The first SuperLab covered Operations Orders, or OPORDs, and Land Navigation.  An OPORD is the standardized format through which an Army officer issues instructions on how to complete a mission.  It is very in depth and requires strict adherence to the format to avoid confusion.  MS III cadets received classroom instruction from cadre while MS II and MS I cadets received instruction from MS IV cadets.

Land Navigation is an essential skill that requires several hours of practice.  Cadets previously learned the basics of land nav in the classroom and had the opportunity to go out and find three points in the woods surrounding the St. Bonaventure campus.  Allotted an hour and a half, MS III cadets went out alone and MS II and MS I cadets went out in pairs.

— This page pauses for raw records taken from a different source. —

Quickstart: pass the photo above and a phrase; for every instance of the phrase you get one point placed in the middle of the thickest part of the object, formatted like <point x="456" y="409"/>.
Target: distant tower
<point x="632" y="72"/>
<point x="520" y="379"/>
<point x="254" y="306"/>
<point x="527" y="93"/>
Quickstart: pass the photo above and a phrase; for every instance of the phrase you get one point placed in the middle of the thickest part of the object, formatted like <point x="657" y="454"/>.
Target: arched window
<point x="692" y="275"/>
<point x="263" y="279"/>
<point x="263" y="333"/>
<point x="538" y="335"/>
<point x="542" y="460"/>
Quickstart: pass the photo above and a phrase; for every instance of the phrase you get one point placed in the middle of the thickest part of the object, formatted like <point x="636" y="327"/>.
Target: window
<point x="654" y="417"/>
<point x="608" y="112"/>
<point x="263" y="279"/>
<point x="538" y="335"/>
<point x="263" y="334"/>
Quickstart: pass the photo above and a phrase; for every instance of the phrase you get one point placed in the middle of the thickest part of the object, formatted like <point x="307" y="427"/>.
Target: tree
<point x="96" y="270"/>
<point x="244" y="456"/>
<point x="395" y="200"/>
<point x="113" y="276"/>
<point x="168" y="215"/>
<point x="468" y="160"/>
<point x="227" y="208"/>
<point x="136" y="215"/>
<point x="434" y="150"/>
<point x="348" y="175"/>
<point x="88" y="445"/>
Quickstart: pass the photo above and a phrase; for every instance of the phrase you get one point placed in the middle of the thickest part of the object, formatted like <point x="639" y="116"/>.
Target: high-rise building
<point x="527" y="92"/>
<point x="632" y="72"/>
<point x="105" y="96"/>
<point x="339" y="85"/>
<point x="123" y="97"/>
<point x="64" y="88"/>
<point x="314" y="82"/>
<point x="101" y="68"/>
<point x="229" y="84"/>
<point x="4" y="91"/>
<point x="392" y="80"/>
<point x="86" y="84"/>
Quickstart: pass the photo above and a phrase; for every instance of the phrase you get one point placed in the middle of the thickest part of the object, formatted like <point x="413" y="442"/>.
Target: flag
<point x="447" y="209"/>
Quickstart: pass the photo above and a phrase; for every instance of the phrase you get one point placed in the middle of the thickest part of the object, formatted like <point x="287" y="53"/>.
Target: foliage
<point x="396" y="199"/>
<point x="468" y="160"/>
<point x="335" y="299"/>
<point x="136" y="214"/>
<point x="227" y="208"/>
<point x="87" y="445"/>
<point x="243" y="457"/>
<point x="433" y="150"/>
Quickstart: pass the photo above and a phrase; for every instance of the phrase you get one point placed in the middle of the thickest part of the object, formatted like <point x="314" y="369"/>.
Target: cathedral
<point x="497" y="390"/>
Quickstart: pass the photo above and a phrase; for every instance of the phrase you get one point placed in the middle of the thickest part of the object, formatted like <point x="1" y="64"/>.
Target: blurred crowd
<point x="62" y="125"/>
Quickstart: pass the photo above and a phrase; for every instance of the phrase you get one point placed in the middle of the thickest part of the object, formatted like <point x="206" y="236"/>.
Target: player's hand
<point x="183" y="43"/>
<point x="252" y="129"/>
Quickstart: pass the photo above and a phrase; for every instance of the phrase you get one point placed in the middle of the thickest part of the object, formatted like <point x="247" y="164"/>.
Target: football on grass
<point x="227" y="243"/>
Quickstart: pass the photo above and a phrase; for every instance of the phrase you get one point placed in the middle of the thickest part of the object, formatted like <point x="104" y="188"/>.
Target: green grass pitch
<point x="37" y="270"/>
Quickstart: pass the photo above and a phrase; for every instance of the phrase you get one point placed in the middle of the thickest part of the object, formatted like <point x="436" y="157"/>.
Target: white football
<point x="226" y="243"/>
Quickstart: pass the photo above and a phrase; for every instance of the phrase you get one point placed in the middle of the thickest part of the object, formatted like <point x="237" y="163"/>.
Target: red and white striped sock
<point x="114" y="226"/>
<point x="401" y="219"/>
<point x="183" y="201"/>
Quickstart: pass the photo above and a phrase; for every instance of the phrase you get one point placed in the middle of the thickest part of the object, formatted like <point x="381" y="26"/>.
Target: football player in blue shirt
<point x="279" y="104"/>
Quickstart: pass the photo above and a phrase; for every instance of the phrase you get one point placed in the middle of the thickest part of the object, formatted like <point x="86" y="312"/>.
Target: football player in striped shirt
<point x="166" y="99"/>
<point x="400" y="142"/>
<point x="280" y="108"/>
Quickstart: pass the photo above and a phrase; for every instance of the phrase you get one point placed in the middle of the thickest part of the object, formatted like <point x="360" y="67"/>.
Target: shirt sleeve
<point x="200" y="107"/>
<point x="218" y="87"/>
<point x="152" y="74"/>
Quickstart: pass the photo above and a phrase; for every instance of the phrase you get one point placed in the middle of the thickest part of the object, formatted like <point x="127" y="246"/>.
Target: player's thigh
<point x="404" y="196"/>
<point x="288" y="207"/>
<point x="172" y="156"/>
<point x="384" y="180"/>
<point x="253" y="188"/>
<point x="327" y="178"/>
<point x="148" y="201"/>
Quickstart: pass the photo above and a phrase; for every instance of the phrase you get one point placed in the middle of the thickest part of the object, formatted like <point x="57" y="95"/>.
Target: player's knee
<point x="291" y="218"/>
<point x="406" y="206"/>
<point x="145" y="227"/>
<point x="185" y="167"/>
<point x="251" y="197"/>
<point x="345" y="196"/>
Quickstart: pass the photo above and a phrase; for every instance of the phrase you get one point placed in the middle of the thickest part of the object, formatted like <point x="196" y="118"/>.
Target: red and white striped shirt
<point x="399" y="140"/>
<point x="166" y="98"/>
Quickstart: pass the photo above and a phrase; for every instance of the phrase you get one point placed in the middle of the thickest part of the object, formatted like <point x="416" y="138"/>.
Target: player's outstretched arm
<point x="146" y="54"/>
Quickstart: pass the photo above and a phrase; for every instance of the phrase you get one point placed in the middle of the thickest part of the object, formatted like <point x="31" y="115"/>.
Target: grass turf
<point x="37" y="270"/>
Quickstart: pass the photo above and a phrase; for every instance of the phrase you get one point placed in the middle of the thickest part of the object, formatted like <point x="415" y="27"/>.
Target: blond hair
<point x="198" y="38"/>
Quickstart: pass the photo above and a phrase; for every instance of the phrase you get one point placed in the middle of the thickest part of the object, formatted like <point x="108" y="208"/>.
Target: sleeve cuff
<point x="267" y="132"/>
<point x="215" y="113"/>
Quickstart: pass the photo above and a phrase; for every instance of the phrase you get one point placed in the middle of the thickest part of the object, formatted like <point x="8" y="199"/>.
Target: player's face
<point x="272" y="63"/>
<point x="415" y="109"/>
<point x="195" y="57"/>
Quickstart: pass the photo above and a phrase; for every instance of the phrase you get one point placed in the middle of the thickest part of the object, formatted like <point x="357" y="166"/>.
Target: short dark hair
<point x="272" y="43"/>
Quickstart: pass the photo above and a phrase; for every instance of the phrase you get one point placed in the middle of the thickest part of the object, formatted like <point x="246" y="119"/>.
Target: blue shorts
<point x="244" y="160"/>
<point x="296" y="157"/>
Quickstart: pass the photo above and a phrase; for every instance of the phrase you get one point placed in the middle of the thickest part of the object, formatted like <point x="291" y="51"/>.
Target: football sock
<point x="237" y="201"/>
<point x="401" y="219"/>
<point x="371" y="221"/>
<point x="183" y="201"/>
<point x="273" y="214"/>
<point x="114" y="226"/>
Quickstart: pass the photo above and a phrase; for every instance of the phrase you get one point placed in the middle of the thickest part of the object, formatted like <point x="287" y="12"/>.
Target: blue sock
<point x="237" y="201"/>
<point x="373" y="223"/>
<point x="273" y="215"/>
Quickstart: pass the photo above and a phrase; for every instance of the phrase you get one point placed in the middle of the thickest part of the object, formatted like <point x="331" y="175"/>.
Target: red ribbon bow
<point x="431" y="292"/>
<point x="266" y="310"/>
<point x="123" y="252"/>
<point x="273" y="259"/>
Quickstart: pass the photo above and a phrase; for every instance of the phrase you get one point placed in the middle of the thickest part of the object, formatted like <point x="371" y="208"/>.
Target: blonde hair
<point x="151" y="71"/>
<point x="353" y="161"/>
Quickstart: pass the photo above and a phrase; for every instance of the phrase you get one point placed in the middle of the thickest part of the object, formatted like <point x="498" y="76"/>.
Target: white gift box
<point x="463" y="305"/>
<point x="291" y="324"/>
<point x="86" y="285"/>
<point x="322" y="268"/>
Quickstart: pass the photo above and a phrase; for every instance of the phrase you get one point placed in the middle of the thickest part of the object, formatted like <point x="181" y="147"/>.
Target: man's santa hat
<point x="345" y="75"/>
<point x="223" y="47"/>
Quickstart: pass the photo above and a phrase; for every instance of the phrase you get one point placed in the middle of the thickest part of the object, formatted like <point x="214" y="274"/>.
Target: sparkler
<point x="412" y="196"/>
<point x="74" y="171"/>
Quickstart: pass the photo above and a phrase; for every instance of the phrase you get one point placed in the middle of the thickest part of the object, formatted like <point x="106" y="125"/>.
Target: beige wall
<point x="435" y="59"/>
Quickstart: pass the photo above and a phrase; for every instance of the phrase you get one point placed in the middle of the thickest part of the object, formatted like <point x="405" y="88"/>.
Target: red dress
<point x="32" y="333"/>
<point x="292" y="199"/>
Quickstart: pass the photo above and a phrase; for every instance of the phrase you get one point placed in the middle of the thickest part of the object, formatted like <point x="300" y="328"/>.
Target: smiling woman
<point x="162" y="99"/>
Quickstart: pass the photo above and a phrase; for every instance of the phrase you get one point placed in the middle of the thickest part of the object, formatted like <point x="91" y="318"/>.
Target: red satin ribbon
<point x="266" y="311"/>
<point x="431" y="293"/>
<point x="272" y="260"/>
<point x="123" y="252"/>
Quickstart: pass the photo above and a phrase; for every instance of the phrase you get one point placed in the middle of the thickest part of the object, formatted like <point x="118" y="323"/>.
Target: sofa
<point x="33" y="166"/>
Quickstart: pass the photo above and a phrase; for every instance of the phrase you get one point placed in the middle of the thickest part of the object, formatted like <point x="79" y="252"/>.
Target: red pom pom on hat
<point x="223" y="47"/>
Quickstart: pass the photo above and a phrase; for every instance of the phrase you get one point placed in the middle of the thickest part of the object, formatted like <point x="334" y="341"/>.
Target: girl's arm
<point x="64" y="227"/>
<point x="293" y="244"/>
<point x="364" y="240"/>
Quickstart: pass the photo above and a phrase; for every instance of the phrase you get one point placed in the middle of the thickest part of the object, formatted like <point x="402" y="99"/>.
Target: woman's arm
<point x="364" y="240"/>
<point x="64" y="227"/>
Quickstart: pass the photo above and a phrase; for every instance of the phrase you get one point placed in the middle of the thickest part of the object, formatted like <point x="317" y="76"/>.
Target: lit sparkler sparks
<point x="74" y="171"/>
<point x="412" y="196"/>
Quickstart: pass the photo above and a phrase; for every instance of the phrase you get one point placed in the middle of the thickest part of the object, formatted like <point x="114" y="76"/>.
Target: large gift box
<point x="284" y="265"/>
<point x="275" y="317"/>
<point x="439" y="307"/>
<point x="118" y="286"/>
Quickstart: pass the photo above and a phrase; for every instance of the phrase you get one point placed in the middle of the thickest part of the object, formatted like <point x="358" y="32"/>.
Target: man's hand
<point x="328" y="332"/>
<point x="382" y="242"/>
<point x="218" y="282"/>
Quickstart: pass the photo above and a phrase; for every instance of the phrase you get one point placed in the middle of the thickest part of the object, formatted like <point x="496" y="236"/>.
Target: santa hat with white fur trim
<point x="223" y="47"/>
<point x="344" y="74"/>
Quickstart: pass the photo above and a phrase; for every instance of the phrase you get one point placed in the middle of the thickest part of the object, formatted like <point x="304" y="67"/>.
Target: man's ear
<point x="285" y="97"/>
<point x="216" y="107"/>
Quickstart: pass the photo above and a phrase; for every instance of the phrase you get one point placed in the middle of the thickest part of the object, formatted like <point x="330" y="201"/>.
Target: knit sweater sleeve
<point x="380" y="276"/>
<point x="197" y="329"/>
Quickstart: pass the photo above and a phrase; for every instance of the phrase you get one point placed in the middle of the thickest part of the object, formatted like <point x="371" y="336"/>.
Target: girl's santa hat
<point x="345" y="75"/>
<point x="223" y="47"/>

The final event of the SuperLab was a culminating exercise that focused on land nav and unit movement.  The Battalion broke into two squad sized elements and moved towards different objectives, utilizing several of the different formations learned in previous labs.  Once they arrived in their positions they were redirected to a Rendezvous  Point at which they were supposed to conduct a Key Leader engagement, a common mission undergone by American troops today.

All of this is in preparation for the Battalion’s fall Field Training Exercise, where cadets will spend two days in a simulated combat environment.